9.1          MILEI shall retain all ownership rights and copyrights to its illustrations, drawings, plans, calculations, materials, samples, models, drafts, prototypes, tools, equipment and other devices, items or documents (jointly “Items”). Without MILEI’s express written consent, the Items shall not be made available to third parties nor reproduced or used for purposes other than those determined. Unless provided otherwise, the Items of MILEI may be used exclusively for executing the purchase orders of MILEI. After execution of the purchase order the Items must be returned to MILEI on request without undue delay. Supplier shall treat the Items of MILEI with care and shall store them separately.

9.2          The parties undertake to keep  the trade  secrets of the respective other party confidential during the parties’ business relationship and  thereafter; this shall not apply to information that is part of the public domain. Trade secrets means in particular all information that in this sense is not generally known such as customer lists, price lists, drawings, process instructions, formula, recipes and inventions. This duty of confidentiality shall not apply to information that had already been known to the receiving party prior to receipt, that the receiving party lawfully received or will receive from a third party without a concomitant confidentiality obligation or that are subject to mandatory disclosure pursuant to applicable law or a governmental or court order (e. g. disclosures to licensing authorities, regulatory authorities, government authorities or advisors bound to professional secrecy).

9.3          The information, data, documents and other records provided to Supplier by MILEI may exclusively be used for the purposes of the business relationship with MILEI.

9.4          In its dealings with third parties, Supplier must not make reference to the business relationship with MILEI without MILEI’s express written consent.

9.5          Supplier undertakes to oblige any sub-suppliers used by him to comply with the provisions set forth in Sections 9.1 to 9.4.

10.          Intellectual Property Rights

10.1       Supplier shall ensure that (i) the Goods, (ii) the delivery of the Goods by Supplier and (iii) the use of the Goods by MILEI in accordance with the contract do not violate any industrial property rights of third parties.

10.2       Supplier shall be obliged to indemnify MILEI upon first demand against all claims by third parties due to the infringement of such industrial property rights according to Section 10.1 and to reimburse all necessary expenses in connection with these claims.

10.3       The obligation according to Section 10.2 shall not apply if Supplier does not bear any responsibility for the breach of obligation according to Section 10.1.

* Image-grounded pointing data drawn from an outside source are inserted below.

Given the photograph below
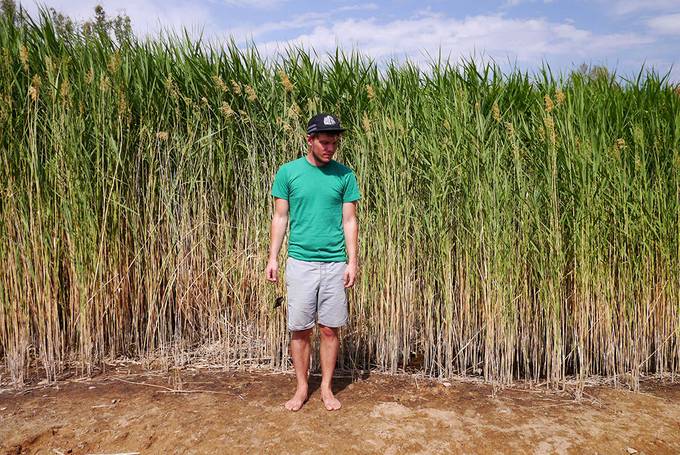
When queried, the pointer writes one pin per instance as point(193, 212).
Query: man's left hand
point(350, 274)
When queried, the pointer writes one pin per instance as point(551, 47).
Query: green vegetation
point(511, 226)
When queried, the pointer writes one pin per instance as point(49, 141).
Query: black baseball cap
point(324, 123)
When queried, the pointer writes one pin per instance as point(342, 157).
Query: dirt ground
point(132, 411)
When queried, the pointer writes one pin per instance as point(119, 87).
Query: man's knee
point(328, 332)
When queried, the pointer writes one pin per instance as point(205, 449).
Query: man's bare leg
point(329, 353)
point(299, 351)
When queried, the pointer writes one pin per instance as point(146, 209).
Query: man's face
point(323, 146)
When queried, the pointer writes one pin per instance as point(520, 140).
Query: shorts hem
point(335, 325)
point(296, 329)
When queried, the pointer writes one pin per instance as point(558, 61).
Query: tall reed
point(512, 225)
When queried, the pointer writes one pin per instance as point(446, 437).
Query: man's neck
point(311, 159)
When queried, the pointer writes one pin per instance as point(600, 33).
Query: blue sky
point(620, 34)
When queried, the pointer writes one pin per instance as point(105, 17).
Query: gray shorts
point(315, 289)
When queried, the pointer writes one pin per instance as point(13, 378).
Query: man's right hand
point(272, 270)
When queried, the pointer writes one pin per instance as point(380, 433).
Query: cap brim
point(328, 130)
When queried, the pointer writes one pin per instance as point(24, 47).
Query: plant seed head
point(252, 97)
point(235, 87)
point(23, 57)
point(366, 123)
point(226, 110)
point(495, 110)
point(285, 81)
point(370, 92)
point(219, 83)
point(549, 105)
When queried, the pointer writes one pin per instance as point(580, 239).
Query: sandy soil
point(220, 412)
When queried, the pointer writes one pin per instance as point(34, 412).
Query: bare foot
point(329, 400)
point(295, 403)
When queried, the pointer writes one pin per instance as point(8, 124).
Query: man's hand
point(350, 274)
point(272, 270)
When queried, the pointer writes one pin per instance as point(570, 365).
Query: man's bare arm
point(277, 233)
point(350, 226)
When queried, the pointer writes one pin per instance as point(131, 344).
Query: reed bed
point(512, 226)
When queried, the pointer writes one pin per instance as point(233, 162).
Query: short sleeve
point(351, 188)
point(280, 186)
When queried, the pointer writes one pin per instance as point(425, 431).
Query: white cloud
point(636, 6)
point(259, 4)
point(524, 40)
point(666, 25)
point(363, 7)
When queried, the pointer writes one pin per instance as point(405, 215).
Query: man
point(321, 196)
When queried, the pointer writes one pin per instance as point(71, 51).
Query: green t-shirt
point(315, 196)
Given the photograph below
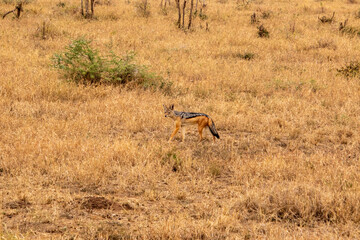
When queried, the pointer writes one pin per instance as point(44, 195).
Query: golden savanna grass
point(93, 162)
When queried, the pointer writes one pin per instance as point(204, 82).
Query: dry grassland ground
point(93, 162)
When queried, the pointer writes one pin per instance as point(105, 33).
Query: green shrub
point(83, 64)
point(350, 70)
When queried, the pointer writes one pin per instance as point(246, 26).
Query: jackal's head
point(169, 111)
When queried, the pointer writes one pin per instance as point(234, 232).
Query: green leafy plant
point(83, 64)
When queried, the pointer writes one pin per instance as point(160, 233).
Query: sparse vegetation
point(84, 150)
point(143, 8)
point(83, 64)
point(263, 32)
point(350, 70)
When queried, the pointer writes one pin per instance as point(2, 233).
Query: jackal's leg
point(183, 131)
point(200, 128)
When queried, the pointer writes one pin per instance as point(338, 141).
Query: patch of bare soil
point(97, 202)
point(21, 203)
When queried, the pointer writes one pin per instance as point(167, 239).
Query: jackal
point(182, 119)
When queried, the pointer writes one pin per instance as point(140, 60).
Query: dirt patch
point(21, 203)
point(93, 202)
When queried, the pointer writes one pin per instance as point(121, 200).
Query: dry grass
point(86, 162)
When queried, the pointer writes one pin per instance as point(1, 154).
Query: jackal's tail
point(213, 129)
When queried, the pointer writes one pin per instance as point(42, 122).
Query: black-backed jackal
point(183, 119)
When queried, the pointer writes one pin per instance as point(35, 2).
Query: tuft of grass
point(143, 8)
point(350, 70)
point(263, 32)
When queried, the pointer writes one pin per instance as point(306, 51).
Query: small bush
point(83, 64)
point(262, 32)
point(350, 70)
point(143, 8)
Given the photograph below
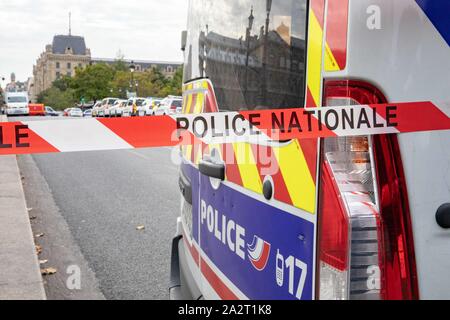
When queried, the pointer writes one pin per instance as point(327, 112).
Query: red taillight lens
point(399, 272)
point(334, 241)
point(365, 239)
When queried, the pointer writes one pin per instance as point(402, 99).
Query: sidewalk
point(20, 276)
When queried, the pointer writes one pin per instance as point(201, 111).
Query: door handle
point(211, 169)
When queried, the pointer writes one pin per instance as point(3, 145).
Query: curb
point(20, 277)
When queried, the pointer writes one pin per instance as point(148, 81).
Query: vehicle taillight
point(366, 247)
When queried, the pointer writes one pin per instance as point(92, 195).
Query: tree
point(57, 98)
point(93, 82)
point(63, 83)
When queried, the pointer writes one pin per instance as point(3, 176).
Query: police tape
point(95, 134)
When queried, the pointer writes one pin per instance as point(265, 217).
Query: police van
point(362, 217)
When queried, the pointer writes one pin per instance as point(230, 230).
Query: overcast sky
point(140, 29)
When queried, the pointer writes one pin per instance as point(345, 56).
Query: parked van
point(16, 103)
point(336, 218)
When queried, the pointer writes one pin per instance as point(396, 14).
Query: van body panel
point(414, 55)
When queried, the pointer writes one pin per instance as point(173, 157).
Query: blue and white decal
point(266, 252)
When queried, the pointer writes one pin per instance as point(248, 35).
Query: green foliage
point(57, 98)
point(92, 82)
point(98, 81)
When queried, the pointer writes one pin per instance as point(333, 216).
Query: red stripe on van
point(318, 7)
point(337, 28)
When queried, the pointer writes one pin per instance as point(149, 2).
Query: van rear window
point(17, 99)
point(253, 51)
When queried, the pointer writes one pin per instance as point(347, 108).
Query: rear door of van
point(252, 233)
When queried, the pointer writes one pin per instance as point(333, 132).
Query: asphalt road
point(89, 206)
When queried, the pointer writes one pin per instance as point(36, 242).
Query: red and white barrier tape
point(69, 135)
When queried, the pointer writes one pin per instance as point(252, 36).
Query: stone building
point(68, 52)
point(59, 58)
point(168, 69)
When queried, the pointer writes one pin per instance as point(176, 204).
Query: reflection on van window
point(252, 50)
point(17, 99)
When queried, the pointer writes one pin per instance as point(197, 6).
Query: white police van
point(16, 103)
point(338, 218)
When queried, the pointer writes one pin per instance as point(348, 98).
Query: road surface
point(89, 205)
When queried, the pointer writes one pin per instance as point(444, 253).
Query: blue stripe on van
point(438, 12)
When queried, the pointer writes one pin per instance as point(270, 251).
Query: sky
point(140, 29)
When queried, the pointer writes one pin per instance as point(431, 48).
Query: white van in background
point(16, 103)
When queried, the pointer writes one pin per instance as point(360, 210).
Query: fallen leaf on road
point(48, 271)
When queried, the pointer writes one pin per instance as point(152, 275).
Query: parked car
point(87, 113)
point(131, 107)
point(170, 105)
point(66, 112)
point(49, 111)
point(75, 112)
point(106, 104)
point(36, 109)
point(147, 107)
point(116, 109)
point(95, 108)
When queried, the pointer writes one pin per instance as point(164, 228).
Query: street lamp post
point(132, 69)
point(251, 19)
point(265, 54)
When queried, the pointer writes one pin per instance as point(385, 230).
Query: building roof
point(61, 43)
point(142, 63)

10.4       Any other warranty claims of MILEI according to Section 7 shall remain unaffected.

11.          Compliance

MILEI and Supplier will comply with the anti-corruption laws applicable to them.

12.          Miscellaneous

12.1       The transfer of the purchase order to third parties, including the assignment of the rights and claims pertaining thereto, require MILEI’s prior written consent. Sec. 354 a HGB shall remain unaffected hereby.

12.2       The invalidity of single provisions of these Purchase Terms shall not affect the validity of the remaining provisions or the contract.

12.3       Any changes of and amendments to the contract and/or these Purchase Terms and any side agreements shall require written form in order to be effective. The same shall apply to any amendment of this written form requirement.

12.4       The laws of the Federal Republic of Germany shall apply to the exclusion of the UN Convention on Contracts for the International Sale of Goods (CISG).

12.5       Exclusive venue for any and all disputes arising from or in connection with the parties’ contractual relationship and these Purchase Terms shall be the registered seat of MILEI. MILEI shall be entitled, however, to sue Supplier at any other court having statutory jurisdiction.